Серый с Вадиком помогают накрыть на стол, режут восхитительный пирог, мама раскладывает по тарелкам ужин, Олеся делает салат. Они рассаживаются, мама призывает всех помолиться, пока Тимур ходит. Соглашается только Прапор, но ее это не расстраивает. Они бормочут, мама крестится. Серый, подперев голову рукой, с тоской наблюдает. Вадик сидит напротив, и в его глазах отражается точно такая же тоска. Наступает тишина. Тимура, Михася и Василька всё нет.
– Что-то они долго, – наконец, озвучивает общую мысль Олеся.
Через десять секунд хлопает дверь, и в столовую влетает запыхавшийся, раскрасневшийся от бега Тимур. Он приваливается к косяку и хватает воздух ртом, выталкивая слова:
– Нет… их… Нигде…
– Что? – переспрашивает Прапор.
– Что значит нет нигде? – бледнеет Верочка.
Тимур мотает головой, смотрит дикими глазами. В электрическом свете его каштановые волосы отчетливо отливают рыжиной, в карих глазах блестит золото.
– Пропали… – выдыхает он. – Они оба пропали!
Глава 16
Ни о каком ужине, разумеется, речи больше не идет. Все бросаются на поиски Михася и Василька. Верочка, придерживая круглый живот, идет вместе со всеми, не слушая никаких уговоров. Группа разделяется. Серый, Вадик и Верочка прочесывают холм, но ни в роще, ни у пруда Михася с Васильком нет. Верочка тревожно кусает губы и с каждой минутой становится все бледнее и бледнее. Ей тяжело ходить, но она упрямо шагает, заглядывая под каждый куст. В ее светлых глазах плещется страх. Серый тоже боится, но это скорее страх найти одну пустую одежду, ведь это бы означало, что Михася с Васильком съела хмарь, что она все-таки проникла сквозь щит. Желтый свет фонарей скользит по зелени, выхватывая то ветки, то траву, то стайку мошек. Одежды нигде нет, но Верочку это ничуть не успокаивает. Кое-как отговорив ее идти на пасеку, Серый с Вадиком ведут ее к дому, где их уже поджидают остальные.
– У пруда их нет, – говорит Серый.
– Мы с Тимуром были у хозяев, – поднимает руку Олеся. – В усадьбе их тоже не видели.
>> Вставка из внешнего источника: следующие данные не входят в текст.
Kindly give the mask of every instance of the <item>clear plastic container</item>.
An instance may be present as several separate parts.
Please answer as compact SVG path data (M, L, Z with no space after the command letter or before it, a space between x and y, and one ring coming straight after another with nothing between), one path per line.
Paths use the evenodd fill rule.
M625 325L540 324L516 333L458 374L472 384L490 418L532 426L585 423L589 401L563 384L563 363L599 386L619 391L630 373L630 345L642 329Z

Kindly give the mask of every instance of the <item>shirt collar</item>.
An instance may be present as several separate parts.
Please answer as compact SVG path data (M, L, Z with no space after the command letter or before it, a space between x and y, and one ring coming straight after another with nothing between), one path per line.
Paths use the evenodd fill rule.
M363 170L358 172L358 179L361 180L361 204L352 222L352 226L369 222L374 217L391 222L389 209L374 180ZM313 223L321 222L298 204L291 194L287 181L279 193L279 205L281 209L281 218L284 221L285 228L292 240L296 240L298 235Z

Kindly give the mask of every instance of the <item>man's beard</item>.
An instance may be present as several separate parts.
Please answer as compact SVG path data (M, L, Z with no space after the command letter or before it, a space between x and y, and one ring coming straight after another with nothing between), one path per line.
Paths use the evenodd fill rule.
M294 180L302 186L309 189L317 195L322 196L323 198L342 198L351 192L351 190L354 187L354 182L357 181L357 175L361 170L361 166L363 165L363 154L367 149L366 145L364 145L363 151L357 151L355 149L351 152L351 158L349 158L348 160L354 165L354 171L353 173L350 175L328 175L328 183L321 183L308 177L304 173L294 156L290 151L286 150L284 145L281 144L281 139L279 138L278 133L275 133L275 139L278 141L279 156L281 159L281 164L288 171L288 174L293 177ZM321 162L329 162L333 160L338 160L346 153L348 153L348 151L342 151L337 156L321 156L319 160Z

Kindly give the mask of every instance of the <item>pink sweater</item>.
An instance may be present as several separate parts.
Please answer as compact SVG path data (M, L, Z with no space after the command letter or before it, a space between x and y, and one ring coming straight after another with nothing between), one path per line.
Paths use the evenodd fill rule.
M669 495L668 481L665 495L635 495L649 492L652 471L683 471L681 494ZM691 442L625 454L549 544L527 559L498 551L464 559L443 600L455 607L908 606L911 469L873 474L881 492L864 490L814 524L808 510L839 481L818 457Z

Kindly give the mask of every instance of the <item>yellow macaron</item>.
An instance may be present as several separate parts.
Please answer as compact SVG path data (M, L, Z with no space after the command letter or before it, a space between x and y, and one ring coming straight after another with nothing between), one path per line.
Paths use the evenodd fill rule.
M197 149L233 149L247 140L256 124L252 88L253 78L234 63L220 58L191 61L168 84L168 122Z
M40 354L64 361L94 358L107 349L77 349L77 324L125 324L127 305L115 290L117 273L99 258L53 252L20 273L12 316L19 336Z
– Пасека пустая. Тарелки помыты, все убрано. Ни записки, ни следов – ничего, – рапортует мама. – Такое чувство, что они просто собрались и ушли.
– Ушли?! Они не могли просто взять и уйти! – нервно вскрикивает Верочка и заламывает руки. – Михась не смог бы уйти без меня! Он бы меня не бросил!
Прапор подходит к ней, обнимает за плечи и успокаивающе гладит по голове. Верочка дрожит и не выдерживает – всхлипывает, начинает плакать. Серый смотрит, чувствуя себя беспомощным до отвращения. Злость на Михася затапливает его медленно, начиная с кончиков пальцев, льется в живот, поднимается до груди и плещется где-то у сердца. Она рождает мечты и фантазии о том, как Михась выходит из кустов с веселым «Шутка!», а Серый сбивает его с ног одним ударом в челюсть. Потому что Верочка не заслуживает такого отношения, ей плохо, она испугана, а Михась наплевал на всё…
– Конечно, он бы не бросил, – тихо говорит Прапор низким голосом и смотрит на маму.
Мама расстегивает кофту и достает пистолет Юрия. Верочка шмыгает носом и отшатывается. Олеся ойкает.
– Их могли увести, – говорит мама, щелкнув предохранителем, и разворачивается к деревне.
Все дружно настораживаются и смотрят туда же, на побитые хмарью дома и пожухлые заросли.
– Минуточку! – влезает Вадик. – Мы с Серым видели Михася и Василька днем. Они хотели сходить на кладбище, там какая-то церковь есть. Кто-нибудь ее проверил?
– В первый раз слышу о церкви, – удивляется Прапор.
Вадик смотрит на него и выразительно выгибает бровь.
– Вы тут живете черт-те сколько и до сих пор не осмотрели холм?!
– У нас были другие дела! Интереснее, чем бродить среди мертвецов! – рявкает Прапор.
– О, мы с Серым там были, – оживляется Тимур. – И кстати, да, я о часовне не подумал!
– Я тоже, – Серый неловко мнется, переступает с ноги на ногу. Злость стремительно уступает стыду, и тот обжигает так, что стоять на одном месте почти невыносимо. – Я вообще забыл, что они хотели туда сходить…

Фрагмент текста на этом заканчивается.